Chi soffre di nausea, mal di pancia o digestione difficile si sente dire spesso che è tutta questione di stress. A qualcuno suona quasi come una minimizzazione: se gli esami sono normali, allora il problema sarebbe "solo psicologico".
In realtà “solo psicologico” può indicare l’origine di un sintomo, ma non significa che questo sia “tutto nella testa”. Lo stress è reale, così come lo sono gli effetti che può avere sul corpo. E tra gli organi che sembrano risentirne maggiormente c'è proprio l'intestino. Corpo e mente non sono sistemi separati e, qualunque sia l’origine di un sintomo, non si tratta di problemi di serie A o B.
Perché così spesso lo stress psicologico si riflette sul sistema digestivo? Da qualche decennio la ricerca parla di asse intestino-cervello, un sistema di comunicazione continua che collega il sistema nervoso centrale all'apparato digerente. Non è una strada a senso unico: il cervello influenza l'intestino, ma anche l'intestino invia continuamente segnali al cervello. È per questo che emozioni e digestione finiscono spesso per intrecciarsi.
Pensiamo a una situazione molto comune: prima di un esame importante c'è chi perde completamente l'appetito; altri avvertono nausea, altri ancora corrono ripetutamente in bagno. Non è un caso! È il tipico segno che, quando la mente è in stato di allerta, le risposte fisiologiche possono farsi anche molto intense.
Ma il rapporto, è bene dirlo, funziona anche al contrario. Le persone che soffrono di problemi digestivi di origine puramente fisica sviluppano più spesso sintomi ansiosi e depressivi. Questo non significa che un disturbo intestinale causi un umore basso, ma è un’ulteriore testimonianza del forte legame tra mente e corpo, ancora da approfondire pienamente.

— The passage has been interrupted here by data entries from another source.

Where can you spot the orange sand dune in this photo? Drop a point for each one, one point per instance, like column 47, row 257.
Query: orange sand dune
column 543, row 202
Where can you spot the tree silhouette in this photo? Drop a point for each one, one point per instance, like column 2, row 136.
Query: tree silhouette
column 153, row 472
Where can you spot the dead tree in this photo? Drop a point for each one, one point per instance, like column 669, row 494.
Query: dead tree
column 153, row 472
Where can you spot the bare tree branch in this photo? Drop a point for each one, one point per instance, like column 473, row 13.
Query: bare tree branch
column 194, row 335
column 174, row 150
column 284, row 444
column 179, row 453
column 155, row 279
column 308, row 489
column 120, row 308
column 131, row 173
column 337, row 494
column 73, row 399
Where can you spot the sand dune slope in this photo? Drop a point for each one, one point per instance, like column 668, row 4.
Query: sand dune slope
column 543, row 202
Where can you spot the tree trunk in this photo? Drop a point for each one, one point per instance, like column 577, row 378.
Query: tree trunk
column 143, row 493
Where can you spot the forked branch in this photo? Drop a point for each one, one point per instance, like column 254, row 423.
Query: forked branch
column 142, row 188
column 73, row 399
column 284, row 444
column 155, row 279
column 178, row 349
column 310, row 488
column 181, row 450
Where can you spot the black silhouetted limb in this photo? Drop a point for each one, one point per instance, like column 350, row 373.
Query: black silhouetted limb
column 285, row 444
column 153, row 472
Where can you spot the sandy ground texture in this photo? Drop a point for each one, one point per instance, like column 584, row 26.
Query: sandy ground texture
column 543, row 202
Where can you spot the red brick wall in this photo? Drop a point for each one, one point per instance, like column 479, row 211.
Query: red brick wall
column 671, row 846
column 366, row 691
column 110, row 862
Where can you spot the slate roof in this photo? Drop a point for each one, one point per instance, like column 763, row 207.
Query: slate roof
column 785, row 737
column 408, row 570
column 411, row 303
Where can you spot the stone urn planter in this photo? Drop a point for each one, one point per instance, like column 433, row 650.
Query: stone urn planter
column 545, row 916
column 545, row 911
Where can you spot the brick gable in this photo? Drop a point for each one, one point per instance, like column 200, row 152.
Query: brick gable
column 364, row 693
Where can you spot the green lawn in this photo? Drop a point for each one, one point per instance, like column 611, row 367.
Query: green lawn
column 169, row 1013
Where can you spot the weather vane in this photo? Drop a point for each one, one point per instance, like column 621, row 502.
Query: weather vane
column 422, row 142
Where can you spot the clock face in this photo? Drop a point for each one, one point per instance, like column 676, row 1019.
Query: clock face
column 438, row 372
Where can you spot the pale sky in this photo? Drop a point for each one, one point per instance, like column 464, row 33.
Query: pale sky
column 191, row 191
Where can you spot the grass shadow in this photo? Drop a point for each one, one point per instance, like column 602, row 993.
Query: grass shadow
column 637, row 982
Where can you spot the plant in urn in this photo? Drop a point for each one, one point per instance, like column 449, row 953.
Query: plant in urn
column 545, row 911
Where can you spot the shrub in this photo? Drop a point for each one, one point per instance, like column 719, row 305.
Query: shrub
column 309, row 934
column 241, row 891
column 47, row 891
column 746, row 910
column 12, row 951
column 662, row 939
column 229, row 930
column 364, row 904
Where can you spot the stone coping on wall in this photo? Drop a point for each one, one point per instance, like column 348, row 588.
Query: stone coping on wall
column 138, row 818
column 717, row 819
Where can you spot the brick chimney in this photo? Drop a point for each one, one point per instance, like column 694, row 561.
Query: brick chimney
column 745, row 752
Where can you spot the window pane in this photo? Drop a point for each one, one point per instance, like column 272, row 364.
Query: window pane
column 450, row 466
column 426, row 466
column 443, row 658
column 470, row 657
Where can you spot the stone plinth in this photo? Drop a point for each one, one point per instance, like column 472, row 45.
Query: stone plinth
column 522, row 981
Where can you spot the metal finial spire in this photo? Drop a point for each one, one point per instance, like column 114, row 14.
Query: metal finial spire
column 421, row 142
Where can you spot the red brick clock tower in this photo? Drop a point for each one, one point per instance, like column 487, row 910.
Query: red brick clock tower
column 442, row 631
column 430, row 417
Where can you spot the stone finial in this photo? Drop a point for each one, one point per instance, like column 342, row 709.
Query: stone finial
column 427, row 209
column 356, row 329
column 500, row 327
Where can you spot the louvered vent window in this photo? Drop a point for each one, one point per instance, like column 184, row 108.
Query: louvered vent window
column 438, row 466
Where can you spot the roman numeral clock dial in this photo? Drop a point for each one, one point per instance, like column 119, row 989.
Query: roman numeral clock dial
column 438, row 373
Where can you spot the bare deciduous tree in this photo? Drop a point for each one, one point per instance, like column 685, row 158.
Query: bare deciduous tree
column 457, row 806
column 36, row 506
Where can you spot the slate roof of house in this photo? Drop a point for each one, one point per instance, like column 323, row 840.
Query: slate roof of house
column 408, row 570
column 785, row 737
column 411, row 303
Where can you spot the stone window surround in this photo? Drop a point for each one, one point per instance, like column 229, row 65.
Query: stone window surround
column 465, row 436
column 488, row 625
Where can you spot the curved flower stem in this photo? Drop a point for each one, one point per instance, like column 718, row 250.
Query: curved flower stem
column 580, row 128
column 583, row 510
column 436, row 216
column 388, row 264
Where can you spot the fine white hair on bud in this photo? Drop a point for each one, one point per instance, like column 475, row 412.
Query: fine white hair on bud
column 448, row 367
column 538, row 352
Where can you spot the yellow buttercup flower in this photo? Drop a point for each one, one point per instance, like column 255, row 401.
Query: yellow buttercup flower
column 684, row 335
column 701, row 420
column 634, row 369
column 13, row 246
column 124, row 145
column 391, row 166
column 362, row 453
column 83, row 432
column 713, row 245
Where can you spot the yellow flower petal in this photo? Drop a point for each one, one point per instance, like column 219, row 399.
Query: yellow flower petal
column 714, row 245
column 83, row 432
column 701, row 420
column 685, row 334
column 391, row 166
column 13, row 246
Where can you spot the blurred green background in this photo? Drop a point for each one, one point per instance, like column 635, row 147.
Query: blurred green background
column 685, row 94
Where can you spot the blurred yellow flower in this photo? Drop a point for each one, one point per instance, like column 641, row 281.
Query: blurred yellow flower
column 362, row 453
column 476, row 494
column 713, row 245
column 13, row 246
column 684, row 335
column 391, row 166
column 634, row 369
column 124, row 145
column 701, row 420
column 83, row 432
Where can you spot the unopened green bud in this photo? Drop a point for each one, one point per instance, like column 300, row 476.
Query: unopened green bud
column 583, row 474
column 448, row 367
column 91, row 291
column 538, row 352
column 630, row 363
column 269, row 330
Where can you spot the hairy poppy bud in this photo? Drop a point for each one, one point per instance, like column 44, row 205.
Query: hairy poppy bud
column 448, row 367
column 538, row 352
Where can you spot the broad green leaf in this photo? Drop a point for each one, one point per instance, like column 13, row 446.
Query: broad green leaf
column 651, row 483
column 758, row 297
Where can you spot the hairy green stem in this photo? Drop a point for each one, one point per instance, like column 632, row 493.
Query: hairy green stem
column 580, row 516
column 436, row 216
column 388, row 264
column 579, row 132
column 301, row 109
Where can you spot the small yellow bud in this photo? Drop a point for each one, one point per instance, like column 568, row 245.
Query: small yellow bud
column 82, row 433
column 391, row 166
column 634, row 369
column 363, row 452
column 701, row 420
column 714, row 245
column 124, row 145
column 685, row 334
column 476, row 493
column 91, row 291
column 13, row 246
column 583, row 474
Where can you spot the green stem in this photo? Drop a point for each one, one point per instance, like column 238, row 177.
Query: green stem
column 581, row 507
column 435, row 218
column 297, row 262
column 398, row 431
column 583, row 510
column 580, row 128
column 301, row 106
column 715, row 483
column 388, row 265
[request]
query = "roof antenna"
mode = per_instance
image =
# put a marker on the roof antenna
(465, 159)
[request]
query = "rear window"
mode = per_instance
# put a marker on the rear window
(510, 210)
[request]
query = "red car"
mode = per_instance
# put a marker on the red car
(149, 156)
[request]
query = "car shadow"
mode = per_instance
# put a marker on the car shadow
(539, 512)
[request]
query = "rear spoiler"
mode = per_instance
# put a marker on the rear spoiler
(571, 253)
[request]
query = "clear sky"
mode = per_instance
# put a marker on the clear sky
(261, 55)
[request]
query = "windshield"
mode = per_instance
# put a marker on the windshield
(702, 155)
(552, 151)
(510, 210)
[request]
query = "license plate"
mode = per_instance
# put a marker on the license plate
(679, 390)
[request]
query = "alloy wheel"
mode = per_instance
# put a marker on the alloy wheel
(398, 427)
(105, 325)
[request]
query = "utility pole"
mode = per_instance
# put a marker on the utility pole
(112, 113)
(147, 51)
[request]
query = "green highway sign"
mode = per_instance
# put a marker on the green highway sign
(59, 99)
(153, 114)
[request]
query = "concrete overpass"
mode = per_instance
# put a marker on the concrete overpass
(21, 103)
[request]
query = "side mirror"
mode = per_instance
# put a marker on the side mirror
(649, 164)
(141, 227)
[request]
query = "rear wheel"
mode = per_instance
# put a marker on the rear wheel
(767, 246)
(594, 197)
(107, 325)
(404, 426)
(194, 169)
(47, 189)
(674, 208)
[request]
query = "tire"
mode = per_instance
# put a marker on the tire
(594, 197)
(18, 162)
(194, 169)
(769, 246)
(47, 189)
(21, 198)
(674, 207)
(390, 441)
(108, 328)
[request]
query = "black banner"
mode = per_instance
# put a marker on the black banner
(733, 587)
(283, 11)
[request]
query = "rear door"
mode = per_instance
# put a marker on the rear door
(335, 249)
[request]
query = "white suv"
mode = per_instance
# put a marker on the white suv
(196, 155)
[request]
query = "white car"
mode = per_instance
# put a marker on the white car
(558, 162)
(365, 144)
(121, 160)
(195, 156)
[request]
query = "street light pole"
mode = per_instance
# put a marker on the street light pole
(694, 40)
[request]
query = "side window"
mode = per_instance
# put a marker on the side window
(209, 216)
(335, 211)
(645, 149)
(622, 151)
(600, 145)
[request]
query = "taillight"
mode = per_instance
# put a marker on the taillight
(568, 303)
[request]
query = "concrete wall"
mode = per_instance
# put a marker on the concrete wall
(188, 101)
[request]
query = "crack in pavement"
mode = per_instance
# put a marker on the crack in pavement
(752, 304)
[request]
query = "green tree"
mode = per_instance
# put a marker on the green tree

Una parte dell’asse intestino-cervello passa attraverso il nervo vago, una sorta di grande linea telefonica che collega cervello e organi interni. Un'altra coinvolge il sistema immunitario e gli ormoni. Poi c'è il microbiota intestinale, cioè l'insieme dei microrganismi che vivono normalmente nel nostro intestino. Nessuna di queste ipotesi spiega del tutto, o in modo inequivocabile, perché il mal di pancia e lo stress siano così collegati. Sul web è possibile leggere centinaia di articoli dal tono sensazionalistico, ma la verità è che ne sappiamo ancora poco. Questo è il motivo per cui non basta assumere un probiotico per risolvere l'ansia e non è detto che un ansiolitico calmi il mal di pancia.
Il continuo intrecciarsi di sintomi fisici e psicologici è motivo di grande frustrazione per chi accusa disturbi non immediatamente inquadrabili in una diagnosi. Quante persone vanno dal gastroenterologo, vengono rimpallate allo psicologo e poi di nuovo al gastroenterologo? Purtroppo la medicina può assomigliare a un’indagine degna di un detective, e più detective ci sono più teorie sbucano. A volte è impossibile capire fino in fondo da cosa un sintomo possa nascere.
La cosa importante, a costo di sembrare pignoli, è cercare di prendersi cura di sé senza sottovalutare ciò che sta succedendo. Già escludere cause gravi (che si imporrebbero subito all’attenzione) è un sollievo, e sia le buone pratiche alimentari sia un percorso di autoconsapevolezza possono portare a miglioramenti sostanziali.